University of South Florida, recent: The suspect in the killings of two graduate students allegedly asked ChatGPT how to dispose of a body.
The criminal investigation Florida Attorney General James Uthmeier opened a rare criminal investigation into OpenAI last month, saying publicly: “If ChatGPT were a person, it would be facing charges for murder.” That investigation is ongoing and is separate from the civil lawsuit. The trial for Phoenix Ikner himself is currently scheduled for October. Prosecutors are seeking the death penalty. He has pleaded not guilty. The family of Robert Morales has indicated they intend to file their own lawsuit against OpenAI.
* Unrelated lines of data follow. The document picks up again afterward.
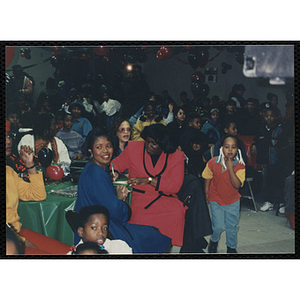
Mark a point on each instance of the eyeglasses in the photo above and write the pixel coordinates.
(124, 129)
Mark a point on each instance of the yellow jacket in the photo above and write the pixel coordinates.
(140, 125)
(17, 188)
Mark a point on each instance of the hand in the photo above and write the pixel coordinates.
(26, 154)
(114, 176)
(78, 156)
(229, 162)
(122, 192)
(138, 180)
(253, 150)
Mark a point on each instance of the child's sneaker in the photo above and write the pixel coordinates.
(267, 206)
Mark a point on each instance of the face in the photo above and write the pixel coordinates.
(14, 119)
(102, 151)
(68, 122)
(180, 115)
(152, 147)
(88, 252)
(231, 108)
(11, 248)
(123, 132)
(76, 111)
(269, 117)
(196, 123)
(53, 128)
(95, 229)
(8, 144)
(230, 148)
(250, 106)
(274, 101)
(231, 130)
(150, 112)
(214, 116)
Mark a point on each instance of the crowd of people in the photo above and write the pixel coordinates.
(160, 145)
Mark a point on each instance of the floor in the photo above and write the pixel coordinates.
(259, 233)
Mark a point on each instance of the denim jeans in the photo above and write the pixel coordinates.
(225, 217)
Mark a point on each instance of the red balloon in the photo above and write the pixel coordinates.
(55, 172)
(101, 50)
(198, 76)
(167, 51)
(9, 55)
(160, 55)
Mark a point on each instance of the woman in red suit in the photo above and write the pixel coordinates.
(156, 172)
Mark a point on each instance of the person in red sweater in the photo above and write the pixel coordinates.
(224, 175)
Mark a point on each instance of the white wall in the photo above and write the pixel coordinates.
(170, 74)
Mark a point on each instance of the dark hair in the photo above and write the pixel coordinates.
(193, 116)
(160, 133)
(42, 124)
(89, 246)
(11, 236)
(117, 123)
(176, 109)
(93, 135)
(271, 95)
(229, 136)
(87, 211)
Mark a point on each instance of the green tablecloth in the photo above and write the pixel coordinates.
(48, 217)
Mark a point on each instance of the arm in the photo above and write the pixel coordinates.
(236, 183)
(206, 188)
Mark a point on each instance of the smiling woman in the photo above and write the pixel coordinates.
(95, 188)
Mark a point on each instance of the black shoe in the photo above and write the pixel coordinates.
(230, 250)
(212, 247)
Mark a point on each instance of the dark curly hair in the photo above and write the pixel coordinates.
(160, 133)
(93, 135)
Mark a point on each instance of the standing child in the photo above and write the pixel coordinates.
(224, 175)
(269, 145)
(72, 139)
(92, 226)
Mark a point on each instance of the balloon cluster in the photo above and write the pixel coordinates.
(198, 57)
(164, 52)
(225, 67)
(25, 52)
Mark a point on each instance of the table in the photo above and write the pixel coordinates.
(48, 217)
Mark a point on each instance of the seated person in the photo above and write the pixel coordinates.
(43, 135)
(34, 190)
(81, 125)
(71, 139)
(148, 119)
(92, 226)
(212, 127)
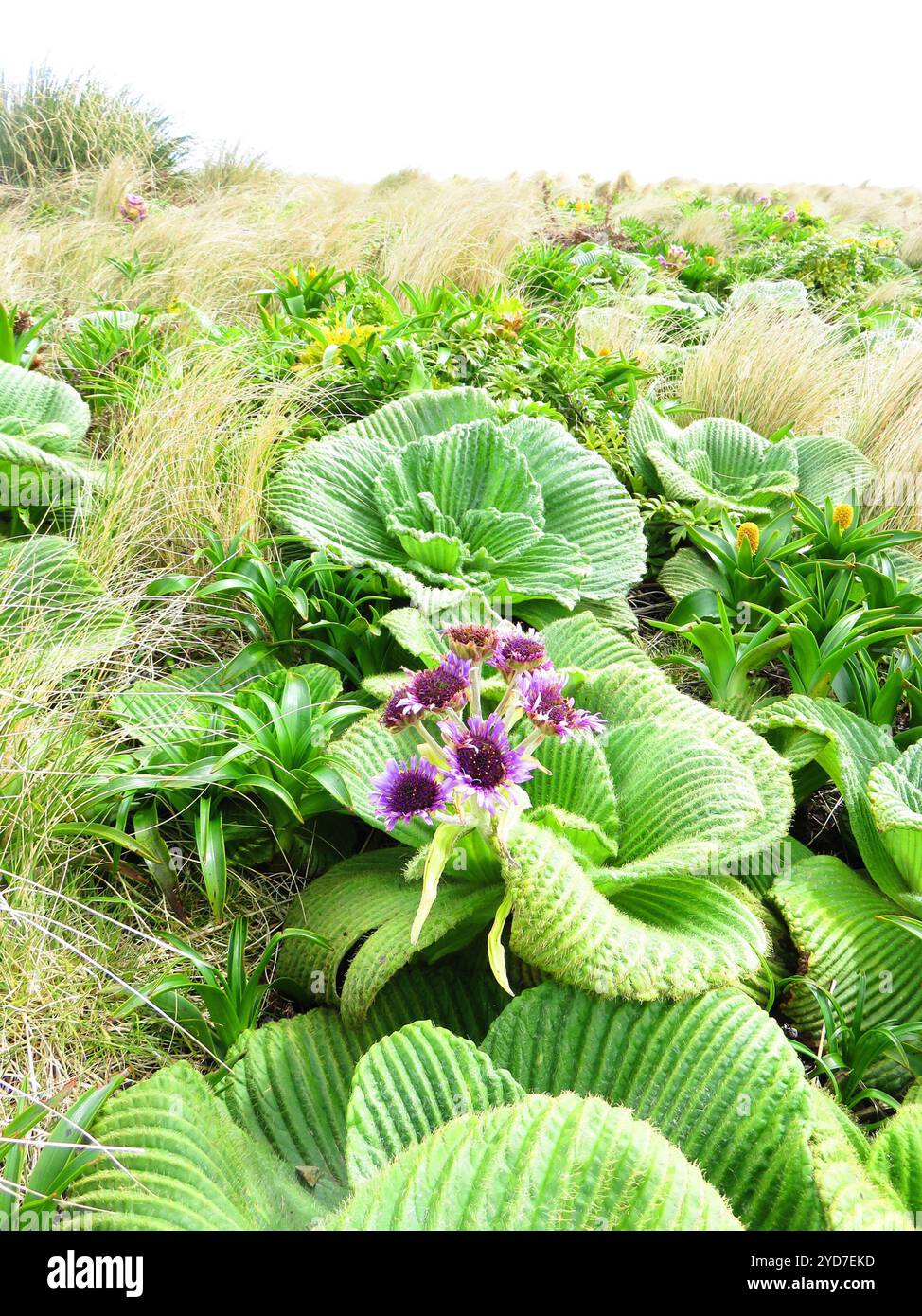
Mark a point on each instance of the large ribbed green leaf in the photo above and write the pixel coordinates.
(411, 1083)
(580, 641)
(716, 1076)
(517, 512)
(698, 791)
(43, 466)
(181, 1163)
(290, 1080)
(417, 415)
(850, 750)
(895, 1153)
(563, 1163)
(646, 937)
(41, 400)
(584, 506)
(717, 465)
(675, 800)
(51, 607)
(831, 468)
(364, 908)
(834, 917)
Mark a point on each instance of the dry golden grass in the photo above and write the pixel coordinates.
(620, 328)
(215, 243)
(705, 228)
(887, 424)
(769, 367)
(196, 448)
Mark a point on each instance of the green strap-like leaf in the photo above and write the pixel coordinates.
(364, 908)
(409, 1085)
(895, 1156)
(563, 1163)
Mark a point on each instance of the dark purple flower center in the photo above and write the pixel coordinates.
(482, 761)
(413, 791)
(521, 651)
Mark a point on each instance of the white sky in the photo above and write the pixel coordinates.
(787, 91)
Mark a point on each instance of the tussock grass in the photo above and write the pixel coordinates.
(771, 366)
(195, 446)
(51, 127)
(213, 243)
(705, 228)
(887, 424)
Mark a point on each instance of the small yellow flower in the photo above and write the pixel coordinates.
(747, 533)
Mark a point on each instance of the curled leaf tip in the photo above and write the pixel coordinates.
(843, 515)
(747, 533)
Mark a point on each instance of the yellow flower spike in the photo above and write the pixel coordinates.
(842, 516)
(747, 533)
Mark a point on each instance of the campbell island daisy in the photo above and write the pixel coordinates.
(408, 790)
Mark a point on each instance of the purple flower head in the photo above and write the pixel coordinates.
(550, 711)
(471, 641)
(520, 650)
(482, 762)
(407, 791)
(395, 716)
(133, 208)
(436, 688)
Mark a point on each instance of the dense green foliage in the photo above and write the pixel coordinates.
(717, 1001)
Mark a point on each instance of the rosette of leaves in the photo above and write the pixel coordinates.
(848, 941)
(436, 493)
(561, 1112)
(239, 758)
(881, 789)
(617, 880)
(719, 465)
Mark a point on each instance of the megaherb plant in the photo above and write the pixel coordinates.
(608, 854)
(44, 466)
(544, 1115)
(245, 770)
(880, 786)
(721, 465)
(308, 604)
(213, 1007)
(32, 1187)
(441, 498)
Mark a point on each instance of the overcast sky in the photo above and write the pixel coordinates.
(723, 91)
The product question we haven’t really had Beyond the legal question, the cases share something uncomfortable in common. They describe AI chatbots being used not for productivity, but as confidants. As friends. As the place where someone’s most extreme thinking goes first. That use pattern is shaped in part by how these products are marketed, and in part by how they’re designed to respond — warmly, agreeably, engagingly. The lawsuits are forcing a conversation about what responsibilities come with that design, that the industry has not had to publicly answer until now.
By the numbers
2 — people killed in the FSU shooting (Tiru Chabba, 45, and Robert Morales, 57)
5 — others seriously injured
3 minutes — time between the suspect opening fire and being shot by police
7 — victims in the separate Tumbler Ridge, BC school shooting case OpenAI is also being sued over
1 — open Florida criminal investigation into OpenAI
230 — the section of federal law whose application to AI products this lawsuit could help define
The bottom line A federal court is going to have to decide whether an AI company can be held legally responsible for what its product told a user over months of conversation. OpenAI will fight hard on that question. The company has resources and legal protections that no individual plaintiff has. BUT the cases are stacking up. The fact pattern is becoming consistent. And the AI industry has spent the last several years saying its safety systems work — a federal court will now examine, with discovery and depositions, whether they actually do.